Water heaters are the second largest energy users in most homes - only space heating/cooling systems use more. Of the total electricity used in an all-electric home, 25 percent is used to heat water for laundry, cleaning, and bathing.
*Lower the thermostat to between 120 and 130 degrees Farenheit. This simple action can save as much as $45 per year and reduce the risk of burns from tap water.
*Fix leaky faucets promptly. As you can see below, a faucet that leaks 30 drops of water per minute uses 18 kilowatt hours per month.
30 drops/minute = 84 gallons/month = 18 kWh/month
60 drops/minute = 168 gallons/month = 37 kWh/month
90 drops/minute = 253 gallons/month = 56 kWh/month
120 drops/minute = 337 gallons/month = 74 kWh/month
*Wrap the water heater with insulation. If the water heater is located in an unheated area, wrapping it can save up to $1 per month.

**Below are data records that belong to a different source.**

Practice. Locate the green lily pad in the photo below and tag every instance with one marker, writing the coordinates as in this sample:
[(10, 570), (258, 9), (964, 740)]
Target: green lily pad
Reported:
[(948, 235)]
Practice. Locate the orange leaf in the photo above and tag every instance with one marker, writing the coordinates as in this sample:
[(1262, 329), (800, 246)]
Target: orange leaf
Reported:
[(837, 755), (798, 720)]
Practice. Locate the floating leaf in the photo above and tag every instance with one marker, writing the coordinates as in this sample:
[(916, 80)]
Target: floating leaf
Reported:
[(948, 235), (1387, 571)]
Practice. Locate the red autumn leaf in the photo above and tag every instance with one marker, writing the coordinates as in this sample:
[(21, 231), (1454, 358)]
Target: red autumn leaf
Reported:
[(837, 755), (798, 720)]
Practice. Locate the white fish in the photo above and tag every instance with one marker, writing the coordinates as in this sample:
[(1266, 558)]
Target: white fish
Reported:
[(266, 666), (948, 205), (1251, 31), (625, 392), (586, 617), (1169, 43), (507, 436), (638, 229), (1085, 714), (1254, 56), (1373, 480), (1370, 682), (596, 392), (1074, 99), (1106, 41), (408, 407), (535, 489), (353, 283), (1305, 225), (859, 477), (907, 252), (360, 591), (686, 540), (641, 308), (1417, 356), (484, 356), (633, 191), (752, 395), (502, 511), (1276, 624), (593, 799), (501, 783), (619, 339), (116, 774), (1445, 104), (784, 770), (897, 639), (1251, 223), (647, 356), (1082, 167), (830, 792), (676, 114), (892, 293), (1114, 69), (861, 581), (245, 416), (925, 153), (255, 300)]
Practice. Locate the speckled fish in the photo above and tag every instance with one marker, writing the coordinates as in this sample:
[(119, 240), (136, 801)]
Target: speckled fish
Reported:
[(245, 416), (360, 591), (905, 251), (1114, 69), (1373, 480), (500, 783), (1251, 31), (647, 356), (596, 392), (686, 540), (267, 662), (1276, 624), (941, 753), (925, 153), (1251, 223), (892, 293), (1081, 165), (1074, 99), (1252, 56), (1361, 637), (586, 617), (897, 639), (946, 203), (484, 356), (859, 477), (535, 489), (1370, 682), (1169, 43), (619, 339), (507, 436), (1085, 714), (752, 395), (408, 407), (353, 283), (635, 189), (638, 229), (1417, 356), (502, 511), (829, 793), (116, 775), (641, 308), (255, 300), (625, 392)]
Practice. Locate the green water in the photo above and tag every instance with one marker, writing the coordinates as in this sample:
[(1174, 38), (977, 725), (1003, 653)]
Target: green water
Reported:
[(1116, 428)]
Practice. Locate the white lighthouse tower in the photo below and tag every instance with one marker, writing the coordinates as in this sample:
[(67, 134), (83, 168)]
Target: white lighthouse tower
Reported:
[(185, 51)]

*Take quick showers instead of baths. You can save even more hot water by installing a shower flow restrictor, available at no charge from EWEB.
*Turn off the electricity to the water heater at the main fuse box if you will be gone for three days or more.
*Use solar energy to heat your water. It will concentrate sunligh, converted into heat then applied to a steam generator to be converted into electricity which in turn heats your water as well as generate electricity throughout the house and warm buildings.
*Use cold water with the disposal. Cold water solidifies grease so the disposal can get rid of it more effectively.
*Do all household cleaning with cold water if possible.
*When washing dishes in the sink, fill the sink and plug it instead of letting the water run constantly.
*Use cool water when washing clothes. Cold water detergents can be used for much, if not all, of you laundry. If you must wash clothes in warm or hot water, rinse them in cold water.
*Use presoak cycle for heavily soiled loads to avoid two washings.
*Whenever possible, wash only full loads. If your washer has a water level selector, use the lowest practical level.